Библиотекарь подводит меня к киоту и объясняет на иконе машинькины черты.
— Тут, конечно, плат, ризы и прочая гарнитура. Все это вроде как скрадывает Машеньку.
— Пишу я богоматерь, — продолжает он, — и чем ближе к концу подвигается работа, тем все роднее мне Машенька и тем все тяжелее мне это любовное молчание. День ото дня тревога какая-то в душе растет. Выйдешь вечером к Машеньке и почувствуешь в себе такую силу — весь дрожишь от этой силы и кажется, что вся окружность вместе с тобой дрожит. Хочется закричать громко-громко так, чтобы весь мир узнал о нашем счастьи. Хочется, чтобы Машенька ответила мне хорошим смехом, веселыми словами… Конечно, и Машеньку томило это молчание… И все-таки молчали мы. И не догадывался я тогда, что молчаливая-то любовь и есть самая верная и самая хорошая любовь. Не догадывался… И вот больше невмоготу мне стало молчать…
Как-то в июне закончил я богоматерь. Сам не нарадуюсь — до чего хорошо получилось. Потому, что душу вложил. Не то, что всегдашние иконы: мажешь, а в уме подсчитываешь монету… Сработал и собираюсь в тот вечер на свидание. «Ну, — думаю, — будь, что будет: выйду сейчас, обниму Машеньку, поцелую ее и выскажу ей всю душу, потому что нельзя больше молчать».
Надумал это я, а как вышел, как увидал Машеньку, сел рядом с ней — и замер. И ни одного слова не вымолвил и ни одним пальцем не пошевельнул.
Всего дольше мы в эту ночь просидели.
Тихо, как всегда, проводил я Машеньку до ее дома.

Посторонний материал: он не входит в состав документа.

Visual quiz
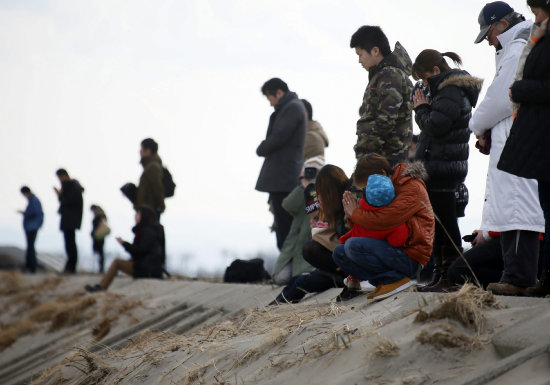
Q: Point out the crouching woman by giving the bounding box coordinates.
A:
[85,206,165,292]
[333,154,434,300]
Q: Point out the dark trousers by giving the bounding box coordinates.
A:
[538,180,550,269]
[269,192,292,250]
[447,238,504,287]
[428,190,462,249]
[25,230,38,273]
[63,229,78,273]
[302,240,345,279]
[500,230,540,287]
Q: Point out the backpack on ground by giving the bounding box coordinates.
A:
[162,167,176,198]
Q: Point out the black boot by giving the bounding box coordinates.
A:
[526,269,550,297]
[418,247,443,292]
[418,246,462,293]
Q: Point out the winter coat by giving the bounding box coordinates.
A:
[498,35,550,183]
[353,42,412,163]
[304,120,328,160]
[469,21,544,232]
[58,179,84,230]
[256,91,307,192]
[415,69,483,191]
[351,162,435,265]
[340,199,409,247]
[23,194,44,231]
[273,186,313,277]
[135,154,165,212]
[122,223,165,278]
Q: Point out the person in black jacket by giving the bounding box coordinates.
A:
[497,0,550,297]
[54,168,84,274]
[256,78,307,250]
[85,206,165,292]
[412,49,483,291]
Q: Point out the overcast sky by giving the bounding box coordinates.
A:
[0,0,532,273]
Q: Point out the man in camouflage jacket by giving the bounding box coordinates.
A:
[350,26,412,165]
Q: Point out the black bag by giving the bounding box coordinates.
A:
[162,167,176,198]
[223,258,269,283]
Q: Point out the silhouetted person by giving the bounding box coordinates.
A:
[19,186,44,274]
[54,168,84,274]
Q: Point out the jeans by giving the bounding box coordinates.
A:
[25,230,38,273]
[269,192,292,250]
[332,238,418,286]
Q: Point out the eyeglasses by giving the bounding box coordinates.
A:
[485,23,496,41]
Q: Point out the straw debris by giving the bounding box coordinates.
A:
[416,325,483,351]
[414,283,501,332]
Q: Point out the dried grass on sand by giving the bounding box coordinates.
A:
[415,283,500,332]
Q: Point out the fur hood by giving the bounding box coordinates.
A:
[428,69,483,106]
[393,162,428,181]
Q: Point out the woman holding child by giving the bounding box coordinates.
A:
[412,49,483,291]
[333,154,434,300]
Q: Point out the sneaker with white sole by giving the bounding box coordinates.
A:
[367,277,416,301]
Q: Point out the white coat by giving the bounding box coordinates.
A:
[469,21,544,232]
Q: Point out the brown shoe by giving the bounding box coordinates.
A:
[487,282,527,297]
[367,277,416,301]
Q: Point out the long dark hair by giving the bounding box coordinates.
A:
[353,152,393,187]
[527,0,550,35]
[315,164,349,229]
[412,49,462,80]
[136,206,158,225]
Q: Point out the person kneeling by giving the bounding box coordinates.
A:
[85,206,164,292]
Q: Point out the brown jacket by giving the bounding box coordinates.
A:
[351,162,435,265]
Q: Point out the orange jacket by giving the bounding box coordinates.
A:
[351,162,435,265]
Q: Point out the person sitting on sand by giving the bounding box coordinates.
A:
[85,206,164,292]
[333,154,434,300]
[340,174,409,290]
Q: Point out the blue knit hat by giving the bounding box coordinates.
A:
[365,174,395,207]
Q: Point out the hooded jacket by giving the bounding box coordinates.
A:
[135,154,165,212]
[304,120,328,160]
[498,35,550,183]
[353,42,412,163]
[351,162,435,265]
[469,21,544,232]
[415,69,483,190]
[58,179,84,230]
[256,91,307,192]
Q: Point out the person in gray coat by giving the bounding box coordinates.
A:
[256,78,307,250]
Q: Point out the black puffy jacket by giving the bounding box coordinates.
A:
[415,69,483,190]
[122,223,165,278]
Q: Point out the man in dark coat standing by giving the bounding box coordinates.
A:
[256,78,307,250]
[54,168,84,274]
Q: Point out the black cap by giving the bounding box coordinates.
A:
[474,1,514,44]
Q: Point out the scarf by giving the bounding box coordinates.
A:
[514,19,548,120]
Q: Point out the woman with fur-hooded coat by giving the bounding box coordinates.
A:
[413,49,483,291]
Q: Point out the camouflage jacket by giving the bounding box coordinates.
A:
[353,42,412,164]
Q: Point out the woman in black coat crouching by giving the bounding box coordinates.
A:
[412,49,483,291]
[85,206,165,292]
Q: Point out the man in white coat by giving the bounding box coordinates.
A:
[469,1,544,295]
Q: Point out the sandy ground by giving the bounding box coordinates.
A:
[0,273,550,385]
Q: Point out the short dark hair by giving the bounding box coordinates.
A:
[55,168,69,176]
[349,25,391,56]
[262,78,288,96]
[141,138,159,154]
[302,99,313,120]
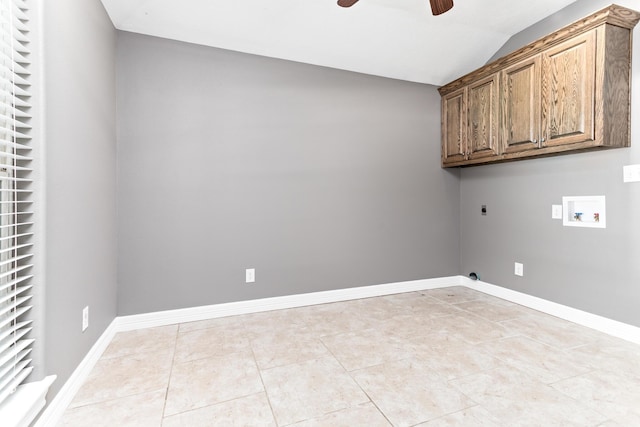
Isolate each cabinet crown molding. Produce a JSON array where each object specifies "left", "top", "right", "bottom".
[{"left": 438, "top": 4, "right": 640, "bottom": 96}]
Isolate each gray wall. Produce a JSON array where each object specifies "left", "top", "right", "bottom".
[
  {"left": 460, "top": 1, "right": 640, "bottom": 326},
  {"left": 42, "top": 0, "right": 117, "bottom": 392},
  {"left": 117, "top": 32, "right": 459, "bottom": 315}
]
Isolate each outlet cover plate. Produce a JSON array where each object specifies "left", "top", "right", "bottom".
[
  {"left": 245, "top": 268, "right": 256, "bottom": 283},
  {"left": 622, "top": 165, "right": 640, "bottom": 182},
  {"left": 513, "top": 262, "right": 524, "bottom": 277},
  {"left": 82, "top": 306, "right": 89, "bottom": 332}
]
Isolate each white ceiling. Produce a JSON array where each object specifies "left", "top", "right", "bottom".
[{"left": 102, "top": 0, "right": 576, "bottom": 86}]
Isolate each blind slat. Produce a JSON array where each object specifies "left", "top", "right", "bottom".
[
  {"left": 0, "top": 305, "right": 31, "bottom": 329},
  {"left": 0, "top": 0, "right": 34, "bottom": 408}
]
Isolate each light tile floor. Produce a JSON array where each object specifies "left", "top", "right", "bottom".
[{"left": 61, "top": 287, "right": 640, "bottom": 427}]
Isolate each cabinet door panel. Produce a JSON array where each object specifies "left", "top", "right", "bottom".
[
  {"left": 501, "top": 56, "right": 540, "bottom": 153},
  {"left": 542, "top": 31, "right": 595, "bottom": 147},
  {"left": 467, "top": 74, "right": 500, "bottom": 159},
  {"left": 442, "top": 88, "right": 467, "bottom": 164}
]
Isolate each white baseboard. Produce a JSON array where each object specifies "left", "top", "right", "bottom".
[
  {"left": 459, "top": 276, "right": 640, "bottom": 344},
  {"left": 34, "top": 320, "right": 118, "bottom": 427},
  {"left": 114, "top": 276, "right": 460, "bottom": 331},
  {"left": 35, "top": 276, "right": 640, "bottom": 427}
]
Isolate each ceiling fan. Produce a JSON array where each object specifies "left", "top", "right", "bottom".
[{"left": 338, "top": 0, "right": 453, "bottom": 15}]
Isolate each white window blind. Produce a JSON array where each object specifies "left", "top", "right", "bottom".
[{"left": 0, "top": 0, "right": 33, "bottom": 403}]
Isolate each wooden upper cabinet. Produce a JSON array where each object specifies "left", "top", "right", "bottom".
[
  {"left": 501, "top": 55, "right": 541, "bottom": 153},
  {"left": 439, "top": 5, "right": 640, "bottom": 167},
  {"left": 442, "top": 88, "right": 467, "bottom": 165},
  {"left": 467, "top": 74, "right": 500, "bottom": 159},
  {"left": 541, "top": 30, "right": 597, "bottom": 147}
]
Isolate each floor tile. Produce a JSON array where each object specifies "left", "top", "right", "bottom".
[
  {"left": 551, "top": 370, "right": 640, "bottom": 425},
  {"left": 165, "top": 352, "right": 264, "bottom": 416},
  {"left": 413, "top": 334, "right": 504, "bottom": 380},
  {"left": 262, "top": 357, "right": 369, "bottom": 425},
  {"left": 478, "top": 336, "right": 591, "bottom": 384},
  {"left": 497, "top": 313, "right": 603, "bottom": 349},
  {"left": 70, "top": 350, "right": 173, "bottom": 408},
  {"left": 416, "top": 406, "right": 503, "bottom": 427},
  {"left": 296, "top": 301, "right": 372, "bottom": 337},
  {"left": 451, "top": 367, "right": 607, "bottom": 427},
  {"left": 454, "top": 298, "right": 533, "bottom": 322},
  {"left": 322, "top": 329, "right": 412, "bottom": 371},
  {"left": 352, "top": 359, "right": 475, "bottom": 426},
  {"left": 162, "top": 393, "right": 276, "bottom": 427},
  {"left": 420, "top": 286, "right": 494, "bottom": 304},
  {"left": 180, "top": 316, "right": 249, "bottom": 333},
  {"left": 432, "top": 313, "right": 514, "bottom": 344},
  {"left": 61, "top": 287, "right": 640, "bottom": 427},
  {"left": 291, "top": 403, "right": 391, "bottom": 427},
  {"left": 58, "top": 390, "right": 166, "bottom": 427},
  {"left": 242, "top": 309, "right": 308, "bottom": 339},
  {"left": 101, "top": 325, "right": 178, "bottom": 359},
  {"left": 251, "top": 334, "right": 331, "bottom": 369}
]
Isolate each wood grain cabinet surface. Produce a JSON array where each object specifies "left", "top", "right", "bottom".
[{"left": 439, "top": 5, "right": 640, "bottom": 167}]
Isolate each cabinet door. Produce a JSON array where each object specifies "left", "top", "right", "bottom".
[
  {"left": 467, "top": 74, "right": 500, "bottom": 159},
  {"left": 501, "top": 55, "right": 541, "bottom": 153},
  {"left": 542, "top": 30, "right": 596, "bottom": 147},
  {"left": 442, "top": 88, "right": 467, "bottom": 165}
]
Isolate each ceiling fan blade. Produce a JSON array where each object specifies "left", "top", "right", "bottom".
[
  {"left": 429, "top": 0, "right": 453, "bottom": 15},
  {"left": 338, "top": 0, "right": 358, "bottom": 7}
]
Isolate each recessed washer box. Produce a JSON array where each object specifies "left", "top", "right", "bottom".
[{"left": 562, "top": 196, "right": 607, "bottom": 228}]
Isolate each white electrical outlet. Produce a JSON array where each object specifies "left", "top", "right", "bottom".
[
  {"left": 514, "top": 262, "right": 524, "bottom": 276},
  {"left": 245, "top": 268, "right": 256, "bottom": 283},
  {"left": 82, "top": 306, "right": 89, "bottom": 332}
]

Как всегда, встали мы на минутку у крыльца. Тихо стоим — в отдалении друг от друга. И вижу я, словно как прислушивается она к чему. Прислушивается к чему-то далекому, чего никак услышать нельзя.
Эх, — думаю, — брошусь сейчас на колени перед ней, ноги буду обнимать, расплачусь от радости, от свободы, именно от свободы…
Хотел уж я шагнуть к ней…
Библиотекарь сделал длинную паузу, и во время которой комнатой завладела тишина, нарушавшаяся только шумом самовара да стрекотаньем кузнечиков за окном и продолжал:
— Ну, и ничего не вышло. И расстались мы, как всегда молчаливо… Значит, нельзя умом подгонять сердце: сердце само свои сроки знает…
Никак я не мог в ту ночь заснуть. Сижу у окна, смотрю на звездное небо и все думаю, думаю. Взглядываю на машенькин образ, Фета про себя повторяю. (В тугой узел все это у меня завязалось: и любовь, и природа, и Фет.) Сижу я так у окна и придумать не могу, как мне быть с Машенькой, что мне сделать с самим собой, куда мне девать все то, что у меня на сердце?
И вдруг захотелось мне скорее поведать кому-нибудь свою любовь, чтобы порадовался кто-нибудь вместе со мной, чтобы одобрил эту любовь. И тогда разорвется молчание, и будем мы с Машенькой навсегда близкими, навсегда родными. А кому рассказать про любовь? Братьям — стыдно как-то, товарищам — засмеют. Был бы Фет в живых, был бы он поблизости, я бы ему рассказал.
Так всю ночь я промучился и под утро понял, что нет больше выхода.